I am using the Distance Matrix Calculate node to gather Tanimoto Distances on 7500 molecule fingerprints (from RDKit), followed by the Hierarchical Clustering (DistMatrix) node.

However, unless the clustering node memory policy is set to "write to disc", then the node eventually consumes all the PCs memory and KNIME dies (using keep small tables in memory).



Are you using the "Hierarchical Clustering (Distance Matrix)" node? This doesn't have a data output, so the memory option should not have effect. Are you sure that it is really related to the option?

Yes, the "Hierarchical Clustering (DistMatrix)" node is the node in question, with the viewing output port. I will recheck the "Write to Disc" option just in case I was lucky and it worked by chance when changing the option. Either way, it has been causing significant problems on large datasets.

I'll let you know when I get chance to try a few more things to narrow down the issue.



Hi, the error seems to occur whether write to disc is selected or not. It seems large data sets are not handled well in terms of memory usage. This is with knime 2.4.2.

I tried to cluster 7500 fingerprints and this worked with about 500MB of memory. The node stores the complete distance matrix in memory (well, actually only half), so it is quite easy to estimate the amount of memory needed: 7500*7500/2*8=214MB for the distance matrix. Then add some memory for the created dendrograms so 500MB should be enough. It also shouldn't make a difference which version of KNIME you are using, nothing has changed between 2.4 and 2.5 in this respect.

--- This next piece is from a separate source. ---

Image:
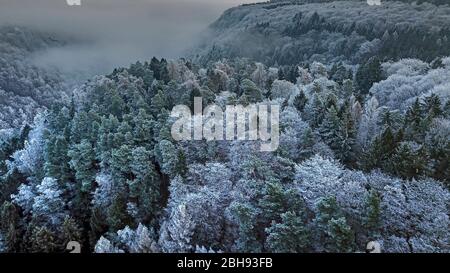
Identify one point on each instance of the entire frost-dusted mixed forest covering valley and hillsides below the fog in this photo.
(364, 139)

I've tried this task in isolatation (i.e. a fresh workflow) and it works much better. I suspect I just have too much going on in my workflow.

i.e. there were numerous clustering metanodes containing around 1million rows, then Parallel Universe metanodes with 7500 rows, some Matched Pair metanodes (1million rows), and then this Hierarchical Clustering metanode of 7500 rows. I think the workflow must be maxing out the memory and I need to split it into separate workflows.